The current pilot study aimed to evaluate the feasibility and efficacy of Dialectical Behavior Therapy (DBT) skills training for the treatment of RT. We recruited 16 POC with RT, which was assessed via a structured clinical interview specifically designed for diagnosing RT, the UConn Racial/ Ethnic Stress & Trauma Survey (UnRESTS). Participants received 12-14 weekly sessions of DBT skills training. Skills were selected across the four modules of DBT, and participants were taught the skills using examples of racial discrimination tailored to each participant based on the information from the UnRESTS. Participants completed racial trauma, depression, and anxiety symptom measures at pre- and post-treatment, and a satisfaction measure at post-treatment.

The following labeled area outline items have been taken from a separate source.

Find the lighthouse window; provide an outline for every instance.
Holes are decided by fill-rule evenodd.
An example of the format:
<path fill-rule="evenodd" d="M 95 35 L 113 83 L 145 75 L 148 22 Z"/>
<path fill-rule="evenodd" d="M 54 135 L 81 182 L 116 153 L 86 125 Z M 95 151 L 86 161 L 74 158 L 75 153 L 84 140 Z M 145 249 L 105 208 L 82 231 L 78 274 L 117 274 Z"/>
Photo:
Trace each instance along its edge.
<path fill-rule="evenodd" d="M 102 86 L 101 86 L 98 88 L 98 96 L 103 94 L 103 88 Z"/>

While data collection is ongoing, our preliminary results suggest that DBT skills training may be a feasible and effective treatment for addressing RT. Paired samples t-test revealed that, amongst treatment completes thus far (n = 5), there was significant improvement for racial trauma symptoms, t(4) = 4.014, p = .008; depressive symptoms, t(4) = 5.463, p = .003; and anxiety symptoms, t(4) = 4.704, p = .005. Participants were also highly satisfied with the treatment they received (M= 29.2, SD = 1.30) and their therapist (M = 30, SD = 0). All participants also reported that they believed the treatment helped them with their problems. However, whatever conclusions can be drawn from these preliminary results are limited due to the small sample size. Data collection will conclude in late spring of 2025, and we will present on our full findings, limitations, and next steps for addressing RT with DBT skills training. Our findings will inform future intervention development efforts for RT which will ultimately improve mental health outcomes and treatment accessibility for POC experiencing RT.